When I first started attending a new church, I noticed some people raised one or both hands during the singing part of the service. Why were they doing this? Was it okay? Biblical? I wasn’t going to unless I knew it was all right with God. During a television sermon by one of my favorite pastors, he talked about all the ways in the Bible to praise and worship God. One was raising hands. Psalm 63:4 says, “Thus I will bless You while I live; I will lift up my hands in Your name.” NKJV Since I knew it was all right, I started by bending my hand at the wrist where no one could really see. Fear tried to stop me right from the beginning.

Fear will try to keep you from praising and worshiping God freely. Fear will also keep you from hearing what the Father is trying to speak to your heart. A low rumbling of terror will grip your soul and before you know it, you’ll be shouting, ‘I can’t dance,’ whenever the opportunity to love, grow, and serve the people in your community arises.

Opportunities like:

Visiting the unchurched, sick, or those in a nursing home.
Being part of a community outreach to the poor or homeless.
Attending church regularly.
Helping with VBS or church camp.
Teaching Sunday School or life groups.
Ministering to the people you work with.

Fear says, ‘You can’t. Don’t even try.’ God is holding out His hand, gently beseeching you to step out onto the dance floor of life. While opportunities like those above can make us uncomfortable and fearful, they will build our faith and in the long run, we receive more than we give.
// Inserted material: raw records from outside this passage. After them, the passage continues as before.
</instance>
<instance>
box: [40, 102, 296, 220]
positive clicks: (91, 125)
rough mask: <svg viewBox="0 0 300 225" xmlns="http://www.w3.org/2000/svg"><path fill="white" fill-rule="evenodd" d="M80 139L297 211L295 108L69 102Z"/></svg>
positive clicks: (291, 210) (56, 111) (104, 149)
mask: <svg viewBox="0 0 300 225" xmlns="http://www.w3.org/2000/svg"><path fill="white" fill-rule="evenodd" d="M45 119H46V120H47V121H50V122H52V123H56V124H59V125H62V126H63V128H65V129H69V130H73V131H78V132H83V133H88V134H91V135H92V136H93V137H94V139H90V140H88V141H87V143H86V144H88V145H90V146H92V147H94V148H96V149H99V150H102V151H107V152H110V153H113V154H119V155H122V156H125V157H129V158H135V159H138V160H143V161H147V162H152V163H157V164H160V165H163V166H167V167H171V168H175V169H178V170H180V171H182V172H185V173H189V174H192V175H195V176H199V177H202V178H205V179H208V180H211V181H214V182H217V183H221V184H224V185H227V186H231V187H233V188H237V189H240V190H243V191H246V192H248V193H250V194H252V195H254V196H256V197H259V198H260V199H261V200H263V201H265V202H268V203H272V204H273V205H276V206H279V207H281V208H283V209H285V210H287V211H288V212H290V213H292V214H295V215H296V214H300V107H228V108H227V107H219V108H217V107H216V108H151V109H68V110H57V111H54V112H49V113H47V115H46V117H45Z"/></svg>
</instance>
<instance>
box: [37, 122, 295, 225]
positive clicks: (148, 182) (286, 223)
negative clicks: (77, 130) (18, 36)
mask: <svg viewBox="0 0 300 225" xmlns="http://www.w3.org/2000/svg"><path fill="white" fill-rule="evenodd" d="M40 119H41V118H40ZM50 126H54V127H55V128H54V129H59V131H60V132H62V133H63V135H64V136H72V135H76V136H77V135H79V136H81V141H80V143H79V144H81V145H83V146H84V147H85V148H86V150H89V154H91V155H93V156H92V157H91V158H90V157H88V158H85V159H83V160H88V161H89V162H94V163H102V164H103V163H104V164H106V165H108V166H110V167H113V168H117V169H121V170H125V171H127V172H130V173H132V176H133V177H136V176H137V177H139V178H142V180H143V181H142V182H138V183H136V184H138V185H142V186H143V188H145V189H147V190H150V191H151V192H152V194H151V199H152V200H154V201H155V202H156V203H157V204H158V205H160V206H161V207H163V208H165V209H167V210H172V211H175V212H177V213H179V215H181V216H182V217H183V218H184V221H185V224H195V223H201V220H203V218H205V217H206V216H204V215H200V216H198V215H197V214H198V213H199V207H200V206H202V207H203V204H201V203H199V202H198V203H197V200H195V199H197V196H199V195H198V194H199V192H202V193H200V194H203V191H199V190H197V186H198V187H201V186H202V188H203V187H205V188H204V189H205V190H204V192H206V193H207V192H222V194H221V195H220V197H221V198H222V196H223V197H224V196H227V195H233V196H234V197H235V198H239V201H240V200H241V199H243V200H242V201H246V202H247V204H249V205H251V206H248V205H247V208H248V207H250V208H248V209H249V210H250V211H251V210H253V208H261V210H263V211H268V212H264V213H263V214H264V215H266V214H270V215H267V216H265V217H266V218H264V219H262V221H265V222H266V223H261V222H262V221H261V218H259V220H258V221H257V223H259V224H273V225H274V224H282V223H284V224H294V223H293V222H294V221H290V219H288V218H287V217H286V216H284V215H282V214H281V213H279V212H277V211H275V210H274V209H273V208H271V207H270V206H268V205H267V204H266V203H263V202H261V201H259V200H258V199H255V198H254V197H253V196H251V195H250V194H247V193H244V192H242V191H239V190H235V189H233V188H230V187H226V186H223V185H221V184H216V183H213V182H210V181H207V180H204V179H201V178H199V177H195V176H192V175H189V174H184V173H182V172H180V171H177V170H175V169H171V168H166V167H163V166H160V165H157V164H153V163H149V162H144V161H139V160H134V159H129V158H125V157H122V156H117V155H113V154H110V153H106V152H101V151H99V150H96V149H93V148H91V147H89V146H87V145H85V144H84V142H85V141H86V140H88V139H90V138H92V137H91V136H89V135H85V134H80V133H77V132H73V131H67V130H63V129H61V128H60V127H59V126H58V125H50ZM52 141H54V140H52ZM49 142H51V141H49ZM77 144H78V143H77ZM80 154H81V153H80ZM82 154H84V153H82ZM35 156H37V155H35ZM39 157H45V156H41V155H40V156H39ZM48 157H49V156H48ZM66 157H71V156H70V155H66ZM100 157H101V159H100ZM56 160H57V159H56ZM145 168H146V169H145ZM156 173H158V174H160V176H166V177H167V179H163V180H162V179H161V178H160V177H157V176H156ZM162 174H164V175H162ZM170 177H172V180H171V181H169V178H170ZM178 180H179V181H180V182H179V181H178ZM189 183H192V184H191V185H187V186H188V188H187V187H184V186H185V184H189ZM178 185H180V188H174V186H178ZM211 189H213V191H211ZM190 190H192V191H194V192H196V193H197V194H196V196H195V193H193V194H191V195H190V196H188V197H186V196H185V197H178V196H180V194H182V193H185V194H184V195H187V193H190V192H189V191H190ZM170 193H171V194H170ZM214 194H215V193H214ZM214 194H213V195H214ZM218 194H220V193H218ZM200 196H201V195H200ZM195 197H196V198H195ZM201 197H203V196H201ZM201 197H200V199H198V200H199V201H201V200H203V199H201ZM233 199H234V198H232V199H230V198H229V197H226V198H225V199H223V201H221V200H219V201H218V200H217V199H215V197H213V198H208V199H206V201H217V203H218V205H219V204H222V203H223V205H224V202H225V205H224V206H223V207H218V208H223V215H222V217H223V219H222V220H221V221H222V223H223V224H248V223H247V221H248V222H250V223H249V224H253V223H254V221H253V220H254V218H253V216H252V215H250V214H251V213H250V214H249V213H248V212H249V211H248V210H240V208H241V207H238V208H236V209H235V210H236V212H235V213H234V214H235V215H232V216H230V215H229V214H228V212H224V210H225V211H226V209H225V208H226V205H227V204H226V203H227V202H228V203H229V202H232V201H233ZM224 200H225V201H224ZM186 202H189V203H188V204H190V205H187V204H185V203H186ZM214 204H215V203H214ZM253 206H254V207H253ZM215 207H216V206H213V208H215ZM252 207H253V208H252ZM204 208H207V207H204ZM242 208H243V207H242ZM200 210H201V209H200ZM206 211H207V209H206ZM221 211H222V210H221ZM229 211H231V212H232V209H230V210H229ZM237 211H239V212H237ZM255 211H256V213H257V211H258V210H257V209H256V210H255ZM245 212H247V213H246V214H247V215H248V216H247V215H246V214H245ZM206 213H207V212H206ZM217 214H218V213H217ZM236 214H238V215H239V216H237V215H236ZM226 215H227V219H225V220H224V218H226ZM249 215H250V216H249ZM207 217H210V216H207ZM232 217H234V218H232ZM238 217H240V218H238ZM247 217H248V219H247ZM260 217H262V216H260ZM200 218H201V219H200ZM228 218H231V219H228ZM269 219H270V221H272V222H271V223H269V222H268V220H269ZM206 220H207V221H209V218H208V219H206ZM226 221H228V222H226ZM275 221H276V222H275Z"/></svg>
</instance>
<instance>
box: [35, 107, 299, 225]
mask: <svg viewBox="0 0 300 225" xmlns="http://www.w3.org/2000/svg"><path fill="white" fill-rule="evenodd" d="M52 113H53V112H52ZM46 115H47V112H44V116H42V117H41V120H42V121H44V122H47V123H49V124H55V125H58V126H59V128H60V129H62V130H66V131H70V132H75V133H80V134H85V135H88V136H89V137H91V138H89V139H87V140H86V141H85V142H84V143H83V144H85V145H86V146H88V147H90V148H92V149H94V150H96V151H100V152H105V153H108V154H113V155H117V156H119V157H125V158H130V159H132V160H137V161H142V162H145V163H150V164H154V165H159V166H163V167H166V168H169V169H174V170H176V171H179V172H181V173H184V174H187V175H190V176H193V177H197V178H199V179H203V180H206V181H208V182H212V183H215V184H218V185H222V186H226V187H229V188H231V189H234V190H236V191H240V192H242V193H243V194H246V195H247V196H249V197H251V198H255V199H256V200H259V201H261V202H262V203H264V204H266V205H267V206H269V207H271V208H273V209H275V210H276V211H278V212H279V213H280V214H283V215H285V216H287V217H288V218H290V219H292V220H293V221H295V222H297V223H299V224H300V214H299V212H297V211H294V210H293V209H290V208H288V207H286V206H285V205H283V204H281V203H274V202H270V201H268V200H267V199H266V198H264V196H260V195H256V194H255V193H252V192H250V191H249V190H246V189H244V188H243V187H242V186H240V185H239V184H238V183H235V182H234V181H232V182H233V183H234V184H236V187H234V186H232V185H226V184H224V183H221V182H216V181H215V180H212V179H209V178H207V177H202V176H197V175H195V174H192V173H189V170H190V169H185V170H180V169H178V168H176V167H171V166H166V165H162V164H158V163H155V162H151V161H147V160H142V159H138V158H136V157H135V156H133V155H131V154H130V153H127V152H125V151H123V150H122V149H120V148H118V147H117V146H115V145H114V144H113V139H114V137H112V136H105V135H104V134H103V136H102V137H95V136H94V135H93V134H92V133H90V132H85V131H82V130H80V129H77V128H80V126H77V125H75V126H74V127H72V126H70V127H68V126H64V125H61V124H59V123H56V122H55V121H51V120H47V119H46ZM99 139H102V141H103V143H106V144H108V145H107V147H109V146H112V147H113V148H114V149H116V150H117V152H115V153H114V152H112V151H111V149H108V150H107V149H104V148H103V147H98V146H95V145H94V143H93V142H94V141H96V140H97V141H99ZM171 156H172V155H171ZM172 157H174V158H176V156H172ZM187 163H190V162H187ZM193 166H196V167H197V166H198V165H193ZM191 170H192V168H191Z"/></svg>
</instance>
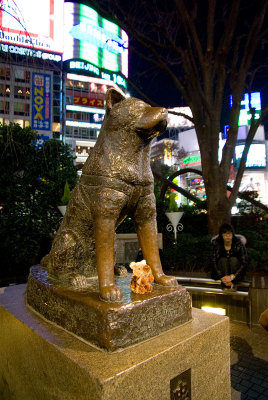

In II Corinthians 9:6-8, the Word says: “But this I say: he who sows sparingly will also reap sparingly, and he who sows bountifully will also reap bountifully. So let each one give as he purposes in his heart, not grudgingly or of necessity; for God loves a cheerful giver. And God is able to make all grace abound toward you, that you, always having all sufficiency in all things, may have an abundance for every good work.”

We reap what we sow. If we step out, letting cheerfulness outweigh the fear, God says He’ll give us an abundance of grace for every good work. Every single one. We need faith and a good attitude. God can take the little we have to offer and make much from it.

At the age of 12, Mother Teresa felt the call of God on her life to be a missionary. I’m sure she had no idea that accepting this call would change the world, especially India. She began by teaching at a Catholic school in India and at the age of 38 felt led to minister to the poorest of the poor without any financial backing.